En Nagori hay una poética de las estaciones con gran presencia de lo culinario; incluso se introduce un menú que la autora preparó para despedirse de sus compañeros de Villa Medici, en Roma, donde fue durante un año una residente becada por la Academia de Francia en la capital italiana. En ese tramo del camino, que cierra el libro, da cuenta de las experiencias olfativas que experimentó en la ciudad y también recuerda el aroma floral de otro lugar en el que pasó más de diez veranos seguidos, Granada. Trazar un mapa de las ciudades a partir de sus olores es una propuesta esbozada aquí que resulta muy sugerente. Hay una gran sutileza en todo el recorrido. Tal vez sea la palabra que mejor defina la mirada y la manera de contar de la escritora.
“Fue en Roma donde presentí que necesitaba retomar la cuestión del tiempo, de las estaciones, sin pasar por alto nada de lo que un cuerpo puede percibir a partir de las señales que éstas dejan”, confiesa Sekiguchi, quien asegura fue en esa estancia en Roma donde fue consciente de su sensibilidad japonesa para interactuar con las distintas épocas del año, para apresar cada detalle, cada mínimo cambio. “De mi estancia romana ya no me quedan ni “hashiri” ni “sakari”, puesto que ya no estoy allí. Sólo permanece “nagori”. No en el sentido concreto, sino en el simbólico: el retrogusto, las texturas y las emociones que lleva aparejadas están aún muy vivas”, comenta.

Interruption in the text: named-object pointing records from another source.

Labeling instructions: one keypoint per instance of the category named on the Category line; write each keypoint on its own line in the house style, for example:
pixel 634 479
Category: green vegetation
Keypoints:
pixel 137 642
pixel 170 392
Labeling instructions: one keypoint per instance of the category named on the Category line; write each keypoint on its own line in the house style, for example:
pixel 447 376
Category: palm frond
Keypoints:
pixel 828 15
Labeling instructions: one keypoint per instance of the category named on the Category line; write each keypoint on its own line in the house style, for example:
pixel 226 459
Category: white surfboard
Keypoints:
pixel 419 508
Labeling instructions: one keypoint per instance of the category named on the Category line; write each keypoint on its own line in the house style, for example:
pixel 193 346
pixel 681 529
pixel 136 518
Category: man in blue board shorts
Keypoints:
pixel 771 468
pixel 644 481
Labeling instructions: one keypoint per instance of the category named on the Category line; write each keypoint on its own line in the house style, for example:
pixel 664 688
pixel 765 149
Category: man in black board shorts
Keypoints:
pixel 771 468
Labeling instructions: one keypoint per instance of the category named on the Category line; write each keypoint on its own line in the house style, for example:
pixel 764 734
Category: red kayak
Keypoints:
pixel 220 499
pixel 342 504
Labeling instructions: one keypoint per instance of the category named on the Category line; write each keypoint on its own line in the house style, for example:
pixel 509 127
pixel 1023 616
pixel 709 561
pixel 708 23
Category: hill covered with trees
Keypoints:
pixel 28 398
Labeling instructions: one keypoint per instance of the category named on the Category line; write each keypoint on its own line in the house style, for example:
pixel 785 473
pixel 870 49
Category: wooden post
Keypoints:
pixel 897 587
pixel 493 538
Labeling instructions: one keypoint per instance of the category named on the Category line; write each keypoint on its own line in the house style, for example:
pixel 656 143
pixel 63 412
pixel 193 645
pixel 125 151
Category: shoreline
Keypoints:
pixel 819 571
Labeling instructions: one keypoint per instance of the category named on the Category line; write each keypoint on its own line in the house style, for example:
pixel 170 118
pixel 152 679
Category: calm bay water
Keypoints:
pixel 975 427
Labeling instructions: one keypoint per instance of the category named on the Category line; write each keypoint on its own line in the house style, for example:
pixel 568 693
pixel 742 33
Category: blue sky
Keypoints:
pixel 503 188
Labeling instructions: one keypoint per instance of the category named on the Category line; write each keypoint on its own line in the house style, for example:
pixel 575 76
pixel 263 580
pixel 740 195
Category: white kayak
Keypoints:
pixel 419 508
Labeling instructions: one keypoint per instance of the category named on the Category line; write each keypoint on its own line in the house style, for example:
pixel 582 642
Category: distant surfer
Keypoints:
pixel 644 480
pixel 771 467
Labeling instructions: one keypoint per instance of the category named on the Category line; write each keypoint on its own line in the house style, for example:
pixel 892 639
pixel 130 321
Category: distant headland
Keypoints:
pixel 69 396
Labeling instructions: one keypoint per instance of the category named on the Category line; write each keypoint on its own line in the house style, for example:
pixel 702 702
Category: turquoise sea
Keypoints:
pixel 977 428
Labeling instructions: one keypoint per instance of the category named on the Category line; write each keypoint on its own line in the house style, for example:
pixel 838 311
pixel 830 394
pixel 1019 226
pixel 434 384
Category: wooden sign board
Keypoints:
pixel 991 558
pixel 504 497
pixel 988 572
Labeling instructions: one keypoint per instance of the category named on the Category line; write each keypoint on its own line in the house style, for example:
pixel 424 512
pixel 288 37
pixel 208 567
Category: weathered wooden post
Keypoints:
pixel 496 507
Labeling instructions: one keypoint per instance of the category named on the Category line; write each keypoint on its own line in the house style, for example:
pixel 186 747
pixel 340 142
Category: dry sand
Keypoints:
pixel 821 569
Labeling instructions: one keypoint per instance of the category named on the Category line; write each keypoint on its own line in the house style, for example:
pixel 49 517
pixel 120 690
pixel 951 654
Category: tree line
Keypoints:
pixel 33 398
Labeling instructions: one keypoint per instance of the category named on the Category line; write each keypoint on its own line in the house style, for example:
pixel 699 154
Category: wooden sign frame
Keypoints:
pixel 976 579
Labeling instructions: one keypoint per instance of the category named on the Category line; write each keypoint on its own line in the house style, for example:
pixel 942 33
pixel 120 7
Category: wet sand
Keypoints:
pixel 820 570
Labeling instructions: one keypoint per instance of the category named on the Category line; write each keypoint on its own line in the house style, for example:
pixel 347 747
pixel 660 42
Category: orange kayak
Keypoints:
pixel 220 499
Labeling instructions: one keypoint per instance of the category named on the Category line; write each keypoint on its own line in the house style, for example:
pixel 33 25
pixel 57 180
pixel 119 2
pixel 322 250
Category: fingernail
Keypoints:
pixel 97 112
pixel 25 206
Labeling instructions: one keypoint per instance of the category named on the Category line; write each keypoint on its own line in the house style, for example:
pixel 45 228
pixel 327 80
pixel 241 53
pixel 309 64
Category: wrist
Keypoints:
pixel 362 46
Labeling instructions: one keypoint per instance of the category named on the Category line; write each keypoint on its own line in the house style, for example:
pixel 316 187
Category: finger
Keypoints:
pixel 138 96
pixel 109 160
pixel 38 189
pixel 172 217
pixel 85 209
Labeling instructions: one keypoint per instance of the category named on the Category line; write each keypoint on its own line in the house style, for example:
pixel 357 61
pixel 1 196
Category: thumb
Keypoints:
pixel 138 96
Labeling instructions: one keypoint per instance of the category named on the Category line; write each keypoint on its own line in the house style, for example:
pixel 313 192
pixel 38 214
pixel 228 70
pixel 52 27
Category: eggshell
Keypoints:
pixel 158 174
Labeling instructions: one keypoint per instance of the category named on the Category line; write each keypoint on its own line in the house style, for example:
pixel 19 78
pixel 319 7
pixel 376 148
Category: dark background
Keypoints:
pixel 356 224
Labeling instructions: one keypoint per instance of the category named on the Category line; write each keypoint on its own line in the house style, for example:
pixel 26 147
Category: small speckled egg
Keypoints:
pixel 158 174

Los haikus ocupan un espacio importante en este libro tan singular. Son composiciones que se adaptan al tiempo, a sus ciclos, idóneas para recordar y conmemorar determinados hechos, “alimentando la espera del renacimiento y la renovación”. Sin embargo la autora ve un aspecto negativo en el uso de las mismas para rememorar catástrofes como la del accidente nuclear de Fukushima en 2011.
“Muchos japoneses”, explica, “optaron por hablar de éste empleando las fórmulas del haiku: lamentos por las vidas devastadas, oraciones por el alma de los desaparecidos y más cosas comunes a no pocas culturas literarias”, pero “a pesar de que en el tiempo cíclico, “la primavera regresará de nuevo”, las flores del cerezo están ahora irremediablemente irradiadas; ya no hay renovación posible…”
“Componer haikus”, prosigue la autora, “se equipara, pues, a cerrar los ojos a una realidad y a celebrar –cinismo o ingenuidad– un renacimiento que no sabemos cuándo será posible, si es que lo es (…) Conmemorar Fukushima en esos términos está totalmente fuera de lugar, pues no basta con recordarlo una vez al año: es un problema actual que requiere tanto una intervención política como una reflexión cotidiana”.

La lectura de Nagori me ha recordado, por esa cualidad de la sutileza de la que os hablaba; también por su singularidad, por su fijación en los detalles, y, por supuesto, por su acercamiento a la sensibilidad japonesa, a otras lecturas como El elogio de la sombra de Junichiro Tanizaki, o El libro del té, de Kakuzo Okakura. Y ya fuera del ámbito japonés, hay un ensayo que acompaña muy bien a este recorrido: El tiempo regalado, de la autora alemana Andrea Köhler, donde leemos: “Aunque hayamos adaptado en parte nuestro equipo sensorial al tiempo acelerado, los sentimientos conservan la lentitud”.
Nagori y todas las obras citadas en este último párrafo tienen la capacidad de trasladarnos al tiempo lento, de hacernos conscientes de la necesidad de parar, de contemplar. En otra ocasión os hablaré de otro regalo que me ha hecho Ryoko Sekiguchi, el descubrimiento de un escritor japonés, Osamu Dazai, una lectura pendiente para mí, que es citado brevemente en la entrega, cuando se alude a los haikus y a una palabra de estación estival, “otoki”, que significa “la memoria de las cerezas”. Con ella se conmemora la muerte de este autor que se suicidó un 13 de junio de 1948 y que tiene un libro titulado Las cerezas.
Nagori. La nostalgia por la estación que termina, ha sido publicado por la editorial Periférica. La traducción del francés la firma Regina López Muñoz.